Paul Krugman has been almost a lone voice on the need, in this economic downturn, to urge the need for more spending not less. Krugman's logic seems sound but the last remnants of the Reagan Revolution struggle to stay their demise. Apart from the economics, and with the election of America's first African American President, the white nationalism that is at the core of Reaganism has turned the Republicans into the "Party of No." As the intellectual leader of the Republican party has said: "I want this President to fail." In this context of Republican obstructionism, getting meaningful legislation passed requires compromises that make most of the historic policies more symbolic than substantial in the change they represent. This is the context that the President faces as he attempts to implement policies that help the American people, including people who have been harmed by the economic downturn.

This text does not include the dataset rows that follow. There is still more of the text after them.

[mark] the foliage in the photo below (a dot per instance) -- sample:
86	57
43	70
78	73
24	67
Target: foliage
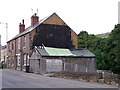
107	50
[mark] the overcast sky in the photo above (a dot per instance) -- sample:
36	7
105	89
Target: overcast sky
93	16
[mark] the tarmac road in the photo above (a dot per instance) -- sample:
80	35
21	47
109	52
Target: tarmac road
19	79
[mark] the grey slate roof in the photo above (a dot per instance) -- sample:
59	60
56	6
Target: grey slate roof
83	52
30	28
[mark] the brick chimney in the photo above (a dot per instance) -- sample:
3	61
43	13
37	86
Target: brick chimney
22	27
34	19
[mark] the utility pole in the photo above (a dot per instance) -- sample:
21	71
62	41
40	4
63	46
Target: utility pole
6	30
0	48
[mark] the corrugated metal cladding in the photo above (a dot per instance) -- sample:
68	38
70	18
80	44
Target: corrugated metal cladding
49	51
53	36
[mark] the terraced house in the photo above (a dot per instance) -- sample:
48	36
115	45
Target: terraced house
51	31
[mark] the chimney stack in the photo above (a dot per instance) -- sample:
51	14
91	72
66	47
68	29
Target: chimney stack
34	19
22	27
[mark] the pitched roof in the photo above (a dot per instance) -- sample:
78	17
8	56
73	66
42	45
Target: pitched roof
83	52
30	28
48	51
58	51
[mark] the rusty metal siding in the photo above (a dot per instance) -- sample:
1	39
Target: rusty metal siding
53	36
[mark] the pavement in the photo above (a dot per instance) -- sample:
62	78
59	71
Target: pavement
20	79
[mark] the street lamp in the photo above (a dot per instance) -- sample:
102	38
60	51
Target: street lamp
6	30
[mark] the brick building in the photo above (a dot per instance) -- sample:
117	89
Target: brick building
51	31
4	53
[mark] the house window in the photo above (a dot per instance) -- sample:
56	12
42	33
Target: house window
28	59
24	63
18	43
24	41
18	60
12	45
8	47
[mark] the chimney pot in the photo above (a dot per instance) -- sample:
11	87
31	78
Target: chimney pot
34	19
22	27
23	21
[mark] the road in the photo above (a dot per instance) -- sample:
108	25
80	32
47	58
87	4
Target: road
19	79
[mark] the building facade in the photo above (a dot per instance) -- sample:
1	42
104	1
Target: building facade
4	54
47	60
51	31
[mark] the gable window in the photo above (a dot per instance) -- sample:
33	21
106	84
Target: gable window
28	59
12	45
24	41
8	47
18	60
18	43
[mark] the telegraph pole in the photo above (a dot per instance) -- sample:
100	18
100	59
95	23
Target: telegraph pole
0	48
6	30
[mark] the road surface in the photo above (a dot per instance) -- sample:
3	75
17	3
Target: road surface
19	79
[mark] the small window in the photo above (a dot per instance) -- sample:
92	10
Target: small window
24	63
28	59
12	45
18	60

Having said that, it is this dying "Reaganism" that stands in the way of policies that would most turn around this economy. With the gusher in the Gulf of Mexico, the need for a dramatic and dynamic shift to renewable energy would seem to be opportune. There is a need for bold moves FDR moves to get out of this economic slump that could become, as warned by Krugman, a full fledged depression. Unfortunately, this stalemate could stand in the way of a full economic recovery on the President's watch. RGN
June 27, 2010
The Third Depression
By PAUL KRUGMAN
Recessions are common; depressions are rare. As far as I can tell, there were only two eras in economic history that were widely described as “depressions” at the time: the years of deflation and instability that followed the Panic of 1873 and the years of mass unemployment that followed the financial crisis of 1929-31.
Neither the Long Depression of the 19th century nor the Great Depression of the 20th was an era of nonstop decline — on the contrary, both included periods when the economy grew. But these episodes of improvement were never enough to undo the damage from the initial slump, and were followed by relapses.

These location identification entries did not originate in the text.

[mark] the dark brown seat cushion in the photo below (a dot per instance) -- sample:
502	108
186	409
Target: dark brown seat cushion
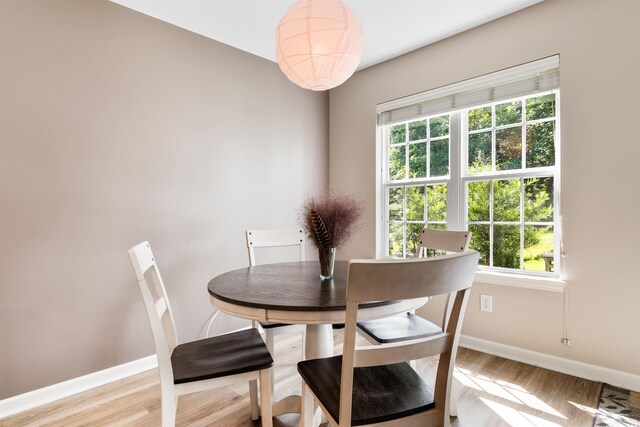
380	393
219	356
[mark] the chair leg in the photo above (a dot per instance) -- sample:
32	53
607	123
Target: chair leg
169	408
307	410
253	400
266	405
271	346
453	406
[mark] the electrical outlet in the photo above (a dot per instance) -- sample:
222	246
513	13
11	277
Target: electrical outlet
486	303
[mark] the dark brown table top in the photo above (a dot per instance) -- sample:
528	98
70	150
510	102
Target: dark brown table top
291	286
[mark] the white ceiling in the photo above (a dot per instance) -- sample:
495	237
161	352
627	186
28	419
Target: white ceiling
391	27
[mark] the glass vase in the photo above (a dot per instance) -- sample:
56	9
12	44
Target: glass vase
327	257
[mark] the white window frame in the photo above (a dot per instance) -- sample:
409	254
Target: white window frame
457	185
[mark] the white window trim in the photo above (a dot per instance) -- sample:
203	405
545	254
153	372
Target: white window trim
456	180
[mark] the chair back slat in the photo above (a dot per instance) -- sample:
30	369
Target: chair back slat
161	307
374	280
386	354
155	299
274	238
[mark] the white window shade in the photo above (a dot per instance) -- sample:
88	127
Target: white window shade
538	76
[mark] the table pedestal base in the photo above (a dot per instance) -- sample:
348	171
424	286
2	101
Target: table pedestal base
318	341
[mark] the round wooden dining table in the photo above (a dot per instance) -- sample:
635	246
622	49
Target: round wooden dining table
293	293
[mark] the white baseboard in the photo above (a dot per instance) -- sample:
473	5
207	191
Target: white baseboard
31	399
554	363
45	395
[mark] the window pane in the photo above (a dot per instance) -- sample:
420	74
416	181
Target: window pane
506	200
417	130
395	204
418	160
480	241
397	163
439	126
439	158
508	113
437	202
480	152
538	248
509	148
541	107
540	144
397	134
480	118
415	203
414	231
506	246
395	240
437	226
538	199
478	201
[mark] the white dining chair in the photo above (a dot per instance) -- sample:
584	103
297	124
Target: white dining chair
373	385
275	238
198	365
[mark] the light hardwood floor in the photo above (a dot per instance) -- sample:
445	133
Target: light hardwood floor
491	391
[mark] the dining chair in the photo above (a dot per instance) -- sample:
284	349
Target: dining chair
271	239
373	385
409	325
198	365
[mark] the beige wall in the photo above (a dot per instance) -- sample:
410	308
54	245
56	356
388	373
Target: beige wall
600	87
117	128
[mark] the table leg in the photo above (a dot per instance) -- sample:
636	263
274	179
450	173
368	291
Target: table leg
318	341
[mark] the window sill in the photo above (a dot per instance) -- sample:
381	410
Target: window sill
548	284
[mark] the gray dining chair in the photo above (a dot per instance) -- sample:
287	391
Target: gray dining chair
373	385
409	325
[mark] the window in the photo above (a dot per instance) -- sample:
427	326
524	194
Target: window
489	167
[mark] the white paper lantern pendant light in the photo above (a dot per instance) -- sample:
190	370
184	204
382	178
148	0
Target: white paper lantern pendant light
319	43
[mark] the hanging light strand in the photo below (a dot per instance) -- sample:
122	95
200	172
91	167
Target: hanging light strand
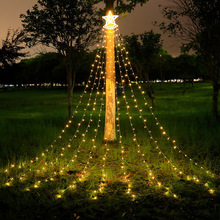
194	178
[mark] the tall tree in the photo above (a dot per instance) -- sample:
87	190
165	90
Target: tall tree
11	49
142	49
68	26
197	23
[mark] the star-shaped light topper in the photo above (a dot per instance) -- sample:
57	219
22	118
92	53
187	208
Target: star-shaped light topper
110	21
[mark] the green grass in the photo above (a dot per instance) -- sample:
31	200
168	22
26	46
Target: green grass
31	119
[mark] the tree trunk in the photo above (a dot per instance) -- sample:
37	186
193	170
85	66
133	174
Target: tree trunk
110	132
214	70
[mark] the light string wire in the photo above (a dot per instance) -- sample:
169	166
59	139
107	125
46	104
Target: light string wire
61	171
140	110
22	165
175	147
194	178
103	180
8	182
150	173
91	151
22	175
123	167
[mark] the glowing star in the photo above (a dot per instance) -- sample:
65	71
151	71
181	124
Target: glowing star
110	21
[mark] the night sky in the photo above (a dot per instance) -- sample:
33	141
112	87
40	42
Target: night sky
137	22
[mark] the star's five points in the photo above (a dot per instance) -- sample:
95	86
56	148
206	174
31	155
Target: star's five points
110	21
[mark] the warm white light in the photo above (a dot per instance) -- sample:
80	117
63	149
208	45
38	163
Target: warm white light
110	21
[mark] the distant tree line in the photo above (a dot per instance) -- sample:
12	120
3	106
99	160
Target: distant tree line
44	68
50	68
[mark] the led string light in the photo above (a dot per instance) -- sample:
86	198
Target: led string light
79	124
164	133
128	182
139	110
90	120
22	165
61	171
96	132
194	178
103	178
150	173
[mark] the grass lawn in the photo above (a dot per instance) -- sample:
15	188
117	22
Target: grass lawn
52	168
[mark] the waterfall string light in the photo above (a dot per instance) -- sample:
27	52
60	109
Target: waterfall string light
164	133
22	165
61	171
91	151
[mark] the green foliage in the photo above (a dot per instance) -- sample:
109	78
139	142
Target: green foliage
11	48
29	125
142	50
65	25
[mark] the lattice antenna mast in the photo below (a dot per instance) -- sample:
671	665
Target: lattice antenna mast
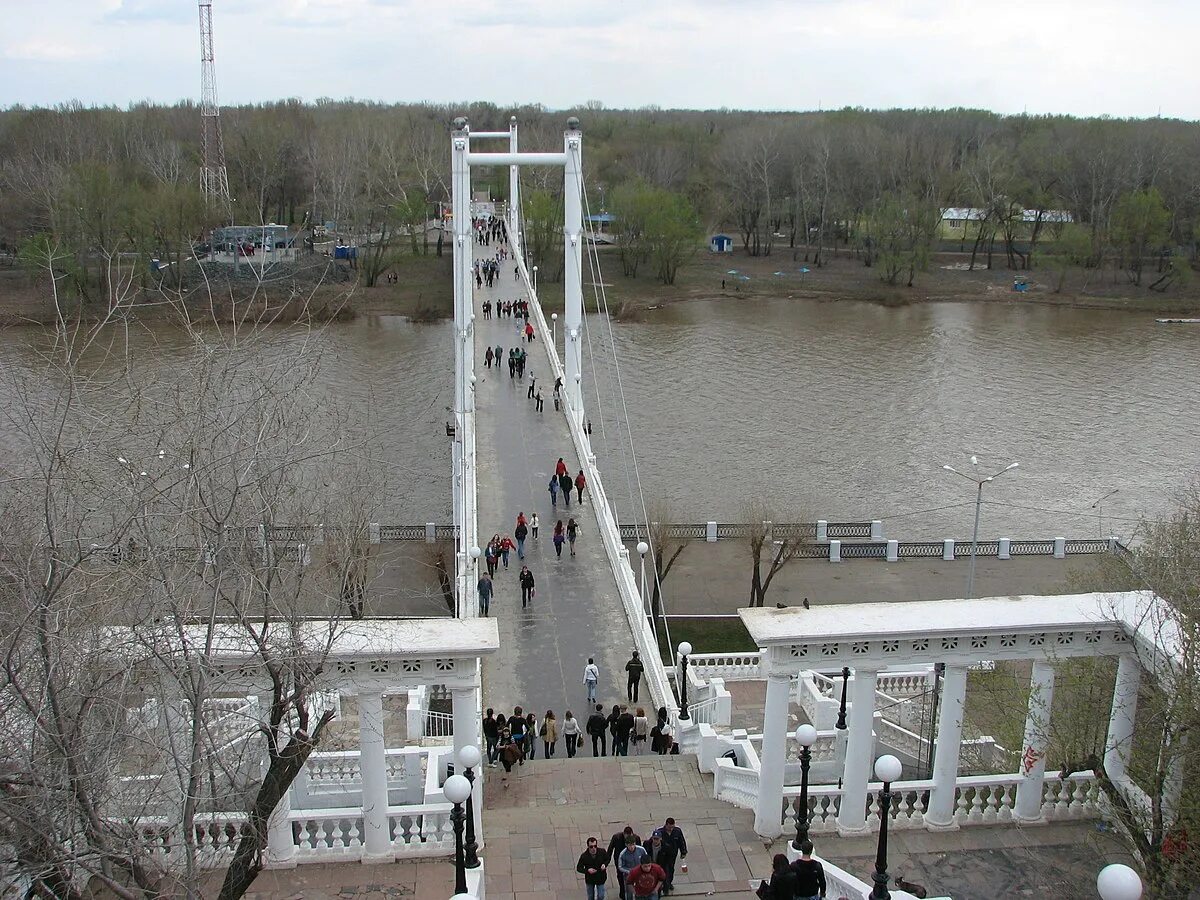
214	178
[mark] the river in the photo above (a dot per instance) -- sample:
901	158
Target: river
826	411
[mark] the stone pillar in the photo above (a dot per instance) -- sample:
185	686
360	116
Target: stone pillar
466	732
859	748
1125	706
946	754
1033	753
768	809
373	766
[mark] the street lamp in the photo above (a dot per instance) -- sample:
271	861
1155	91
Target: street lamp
805	736
1119	882
887	769
684	653
468	759
1099	504
841	709
642	550
979	483
457	790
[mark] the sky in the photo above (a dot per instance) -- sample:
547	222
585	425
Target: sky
1113	58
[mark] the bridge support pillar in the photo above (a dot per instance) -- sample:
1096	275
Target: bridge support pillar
946	754
1037	738
859	748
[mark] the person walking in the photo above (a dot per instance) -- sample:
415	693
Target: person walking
634	670
591	678
664	855
597	729
593	865
485	594
571	733
527	591
559	537
521	532
491	737
549	733
810	882
624	730
641	730
630	858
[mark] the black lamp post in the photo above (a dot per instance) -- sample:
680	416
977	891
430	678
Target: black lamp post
841	709
805	736
887	769
457	791
684	652
468	759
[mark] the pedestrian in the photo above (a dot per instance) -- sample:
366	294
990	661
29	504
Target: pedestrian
634	670
549	733
485	593
521	532
809	875
633	865
527	591
611	721
591	678
491	737
597	729
641	730
570	733
664	855
593	865
624	730
783	879
532	733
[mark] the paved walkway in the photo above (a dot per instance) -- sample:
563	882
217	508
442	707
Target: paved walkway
577	611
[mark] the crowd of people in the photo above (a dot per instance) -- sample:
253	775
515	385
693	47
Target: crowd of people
645	869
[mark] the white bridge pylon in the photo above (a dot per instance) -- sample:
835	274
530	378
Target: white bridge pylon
462	160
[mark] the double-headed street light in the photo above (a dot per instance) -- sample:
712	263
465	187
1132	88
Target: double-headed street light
979	481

We are now, I fear, in the early stages of a third depression. It will probably look more like the Long Depression than the much more severe Great Depression. But the cost — to the world economy and, above all, to the millions of lives blighted by the absence of jobs — will nonetheless be immense.

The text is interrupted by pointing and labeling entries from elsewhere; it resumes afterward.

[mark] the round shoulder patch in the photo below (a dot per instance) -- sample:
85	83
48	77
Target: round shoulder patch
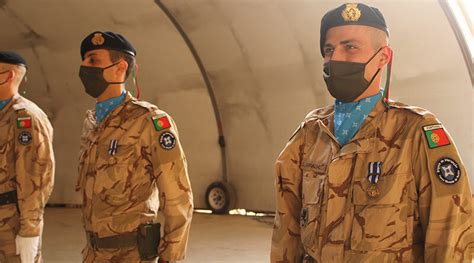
167	140
25	138
447	170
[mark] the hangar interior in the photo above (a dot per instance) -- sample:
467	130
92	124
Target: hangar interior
238	77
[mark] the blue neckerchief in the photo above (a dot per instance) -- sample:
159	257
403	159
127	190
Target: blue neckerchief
4	103
102	109
348	117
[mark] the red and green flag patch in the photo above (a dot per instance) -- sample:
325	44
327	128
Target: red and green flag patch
23	122
161	122
436	136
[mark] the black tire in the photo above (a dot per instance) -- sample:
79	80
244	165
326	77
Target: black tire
220	198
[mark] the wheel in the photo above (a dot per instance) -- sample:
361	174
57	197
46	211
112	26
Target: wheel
220	197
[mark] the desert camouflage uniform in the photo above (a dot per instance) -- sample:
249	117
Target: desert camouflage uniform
28	169
324	210
127	188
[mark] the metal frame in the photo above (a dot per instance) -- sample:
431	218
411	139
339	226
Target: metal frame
460	37
202	69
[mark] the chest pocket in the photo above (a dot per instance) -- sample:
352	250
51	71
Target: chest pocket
380	222
115	170
312	189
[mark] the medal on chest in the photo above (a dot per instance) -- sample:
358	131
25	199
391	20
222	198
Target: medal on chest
374	172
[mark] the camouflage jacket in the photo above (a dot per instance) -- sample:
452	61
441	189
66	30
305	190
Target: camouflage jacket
394	193
131	166
26	166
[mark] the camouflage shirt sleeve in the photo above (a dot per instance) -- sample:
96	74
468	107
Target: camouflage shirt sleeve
176	200
286	242
34	166
444	201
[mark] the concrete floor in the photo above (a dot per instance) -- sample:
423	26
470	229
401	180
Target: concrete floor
213	238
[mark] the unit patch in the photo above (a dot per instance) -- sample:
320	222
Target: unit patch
448	170
161	122
167	141
23	122
25	138
436	136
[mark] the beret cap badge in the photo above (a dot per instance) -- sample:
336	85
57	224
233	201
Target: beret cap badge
98	39
351	13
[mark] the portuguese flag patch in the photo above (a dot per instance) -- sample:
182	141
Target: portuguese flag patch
23	122
161	122
436	136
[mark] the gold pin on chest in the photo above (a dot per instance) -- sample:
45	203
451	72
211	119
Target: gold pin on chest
373	191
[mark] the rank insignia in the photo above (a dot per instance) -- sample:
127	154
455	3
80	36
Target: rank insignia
448	170
25	138
436	136
375	170
97	39
167	141
161	122
113	147
351	13
23	122
304	217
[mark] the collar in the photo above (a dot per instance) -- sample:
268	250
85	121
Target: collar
364	138
102	109
4	103
91	114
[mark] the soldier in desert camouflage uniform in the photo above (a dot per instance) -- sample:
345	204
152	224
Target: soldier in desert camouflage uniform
368	179
26	166
131	165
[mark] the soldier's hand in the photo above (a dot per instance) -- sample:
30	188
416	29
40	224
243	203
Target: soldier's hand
27	248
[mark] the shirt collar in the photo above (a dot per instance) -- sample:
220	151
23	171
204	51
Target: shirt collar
4	103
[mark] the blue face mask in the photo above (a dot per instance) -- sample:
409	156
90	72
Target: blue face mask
349	117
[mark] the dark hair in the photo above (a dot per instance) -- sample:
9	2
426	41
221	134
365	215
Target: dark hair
115	56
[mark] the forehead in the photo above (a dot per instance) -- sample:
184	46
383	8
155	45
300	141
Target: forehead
97	53
349	32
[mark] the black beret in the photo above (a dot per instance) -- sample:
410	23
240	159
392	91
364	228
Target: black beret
351	14
13	58
106	40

And this third depression will be primarily a failure of policy. Around the world — most recently at last weekend’s deeply discouraging G-20 meeting — governments are obsessing about inflation when the real threat is deflation, preaching the need for belt-tightening when the real problem is inadequate spending.
In 2008 and 2009, it seemed as if we might have learned from history. Unlike their predecessors, who raised interest rates in the face of financial crisis, the current leaders of the Federal Reserve and the European Central Bank slashed rates and moved to support credit markets.
Unlike governments of the past, which tried to balance budgets in the face of a plunging economy, today’s governments allowed deficits to rise. And better policies helped the world avoid complete collapse: the recession brought on by the financial crisis arguably ended last summer.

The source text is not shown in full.